I know we’re already a month a and a half into the year, but I haven’t yet laid out my book marketing plans. I needed some time to mull over what my real goals were and how I can actually reach them.
Answering the first question is easy: Sell. More. Books. As for the second question, well, let’s discuss.
Last year, my marketing efforts were focused on getting my authorly name out there and drumming up hype during my pre-sale period. That didn’t go well. So let’s address that elephant first.
The 2018 Pre-Release Flop
As you can see from the original post linked above, I targeted four main channels for my pre-release book marketing efforts: newsletter, Facebook, Pinterest, and pay-per-click campaigns.
The Evening Satellite newsletter flopped. I tried to get 10 subscribers with the promise of a free Kindle copy of WoEM upon publication. I got two subscribers, and neither of them responded when I asked for their Amazon accounts to “gift” them ebooks. I don’t really know what to do with this newsletter right now.
The RSPC Facebook page was mostly useless. We had 150 followers, but my book announcement post didn’t do jack. The same post on my personal Facebook page did incredibly well (100+ Likes/comments, people asking for copies, etc.), so I shut down the RSPC page. Maybe it will reappear as an author page so I can stop bugging my friends. I’m not sure.
I lost interest in Pinterest. Honestly, I just stopped using it. It’s a cool idea, but I just didn’t enjoy the platform very much, and I got so few visitors that I just stopped trying.
My pay-per-click marketing campaigns for WoEM-related pages did quite well. I earned 600-some clicks over the course of three weeks post-publication. However, I don’t think I got any more than a couple sales from that group.

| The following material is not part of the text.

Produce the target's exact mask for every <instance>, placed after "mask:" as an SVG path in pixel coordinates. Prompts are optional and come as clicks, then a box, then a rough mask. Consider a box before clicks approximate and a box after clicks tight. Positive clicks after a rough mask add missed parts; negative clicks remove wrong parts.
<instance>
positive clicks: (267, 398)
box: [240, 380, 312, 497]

Now, I sold 64 copies of The Warden of Everfeld: Memento on 2018, which is nothing to sneeze at. I know for a fact that 35 of those sales were to friends and family. 15-20 more were probably also people I know, but I’m estimating based on people telling me that they bought my book. So I sold perhaps 10-15 copies of WoEM just on the merit of my online presence and the Amazon listing.
Now that I write it out, 10-15 sales to strangers is pretty awesome. However, I’d like to sell even more this year.
The key lesson I learned from all of my efforts in 2018:
No one knows who I am.
I need to get my name out there. I need to meet readers and fans of fantasy stories and hope they like mine enough to tell their friends about it. That’s why the main part of my plan will be direct marketing – getting in front of and talking to people who might want to read my book, directly.
The 2019 Book Selling Plan
I’m keeping my marketing/sales plan simpler this year. I’m going to focus on just three general avenues to sell my book:
- My online presence
The Convention Scene
Even though I only have one book, I want to hit the convention scene pretty hard this year. My vague goal is three conventions/events. The good news: Jessie is supposed to be publishing her book this year, too, and selling two books is better than one.
We have a table reserved with MLS Weech for Awesome Con in DC. I’m supper excited for this three-day event where I can just meet readers, and hopefully, sell some books. I’ll get into my specific convention plans as we get closer, but I think this will be the best way to meet people, and for people to meet me!
Scientific-Wild-Ass Goal: Sell 100 books between multiple conventions/events
I’m publishing a series of short myths on Wattpad this year, entitled “The Grand Mythos of Úr’Dan”. With only one chapter up, readership has been slow, but I’m hoping this will grow as I publish more content, one chapter each month.
I like Wattpad’s user-friendly interface and social atmosphere. I’ve already connected with a few authors through my own reading on the platform and engaging on the user forums.
Scientific-Wild-Ass Goal: 600 reads on my Wattpad stories, equivalent to 50 readers reading each chapter one time.
Building My Online Presence
This is a much more general goal of finding the platforms, whether social or not, and using them consistently. This blog is obviously my biggest priority. We have 500+ followers now, and I’d like to continue growing.
Other platforms I’ve been using more regularly this year:
- Wattpad, as discussed above
- GoodReads – I’m finally updating this every few days. Actually reading productively has helped, but the engagement I get on my updates from my handful or friends/followers also helps.
- Facebook – I’m considering an author page, but we’ll see.
- Imgur – I’ve always liked Imgur, I’ve just mostly been a lurker. If I can work up the courage to publish my awesome cover images there, I think I could generate some interest.
- Newsletter? – I’d like for this thing to get off the ground. I’m just not sure how to get people to subscribe yet. Maybe meeting folks at conventions will generate interest.
Scientific Wild-Ass Goal: Continue making connections on these platforms; hit 600 for WordPress and figure out this newsletter business.
That about does it. Like I said, this year’s goals are simpler and more streamlined. I want people to be able to find my writing, and if that means getting out there and looking readers in the eye, then I’m all for it.